Malay was inspired by the Spengler’s philosophy to frame the working plan for his movement. The term “hungry” was adopted from Geoffery Chaucer’s Boece (...in sowre hungry tyme...).
While visiting different sites of Buddhist pilgrimage in Bihar, Ginsberg stopped over in Patna in April 1963, and stayed at the home of Roychoudhurys in Dariyapur. 

“One morning, my mother (Amita Roychoudhury) discovered him bathing without wearing anything at a tank in the courtyard of our house,” said Samir.
“‘Why is he doing so?’ she asked me. ‘That’s how they bathe in their country,’ I replied. She did not like it. From the balcony, she dropped two towels and told Ginsberg: ‘My boy, cover yourself with one and use the other to dry yourself.’”

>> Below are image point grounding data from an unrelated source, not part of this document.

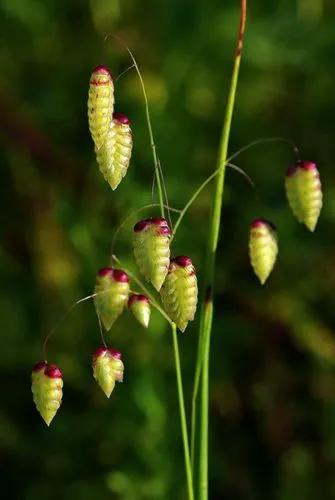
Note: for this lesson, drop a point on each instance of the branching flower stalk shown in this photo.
(173, 278)
(207, 305)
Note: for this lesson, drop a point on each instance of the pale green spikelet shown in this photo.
(152, 249)
(139, 305)
(47, 384)
(112, 289)
(310, 193)
(180, 292)
(107, 368)
(304, 192)
(100, 104)
(114, 156)
(263, 248)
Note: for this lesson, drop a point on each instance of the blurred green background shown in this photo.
(272, 403)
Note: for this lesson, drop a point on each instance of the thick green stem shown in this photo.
(187, 458)
(207, 308)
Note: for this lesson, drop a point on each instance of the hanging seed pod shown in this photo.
(107, 368)
(304, 192)
(263, 248)
(100, 104)
(112, 287)
(293, 193)
(140, 307)
(180, 291)
(47, 384)
(310, 192)
(152, 249)
(114, 156)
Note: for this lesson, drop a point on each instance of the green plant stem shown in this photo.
(207, 305)
(161, 191)
(182, 414)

The Hungry Generation poets and authors tried to explore how far their contemporary society would allow them to subvert the limits of established culture.

At the height of the movement in 1963, they delivered masks of animals, demons, clowns and cartoon characters to the homes famous and influential people. On the masks were printed: “Please take off your mask — the Hungry Generation”. 

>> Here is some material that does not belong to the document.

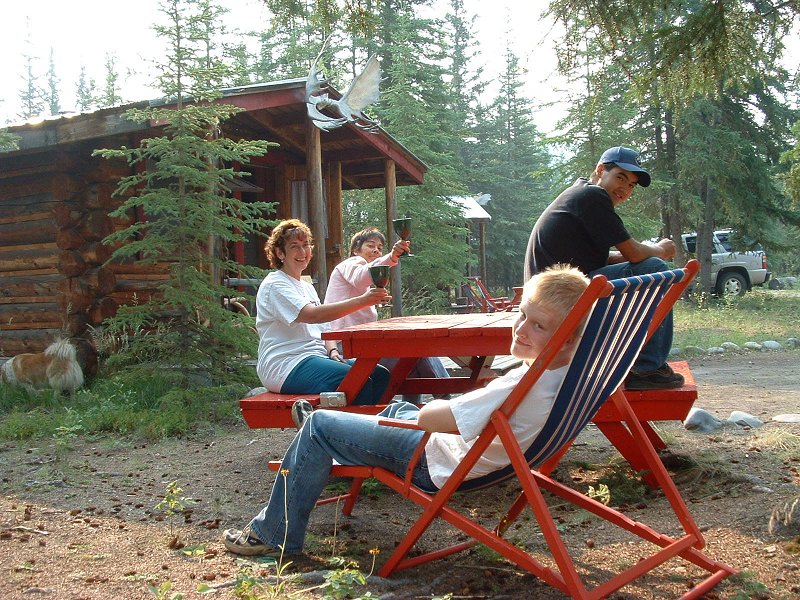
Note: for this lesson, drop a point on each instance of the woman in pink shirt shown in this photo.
(351, 278)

All hell broke! On September 2, 1964, Malay, Samir, Debi Roy, and associates Subhash Ghosh and Saileshwar Ghosh were arrested on charges of obscenity and criminal conspiracy. Malay was convicted and fined for his poem Stark Electric Jesus. It was only on July 26, 1967, that the Calcutta High Court exonerated him. 

But he is still rebelling. Asked the reason for refusing the Sahitya Akademi Award, Malay said: “I do not accept any literary awards or prizes as they reflect the value judgments of the dispensation which bestows them.”

There has been much hair-splitting about the influence Ginsberg had on the Hungryalists and vice versa. Malay and Samir claim that the Hungryalists introduced Ginsberg to the symbol of three fish with one head that became his personal motif and appears on all works from the Indian Journals (1970). “It was brought to his notice by the Hungryalists when they had gone to Emperor Akbar’s tomb (at Sikandra, on the outskirts of Agra). ...Ginsberg came across a Persian book in Patna Khudabaksh Library (Khuda Bakhsh Oriental Public Library), the leather-bound cover of which depicted the three-fish and one-head design in silver colours,” said Malay.
Ginsberg did not write about it in Indian Journals. But his journey to India sparked an unprecedented curiosity among Europeans and Americans, millions of whom started to come, beginning with none other than the Beatles.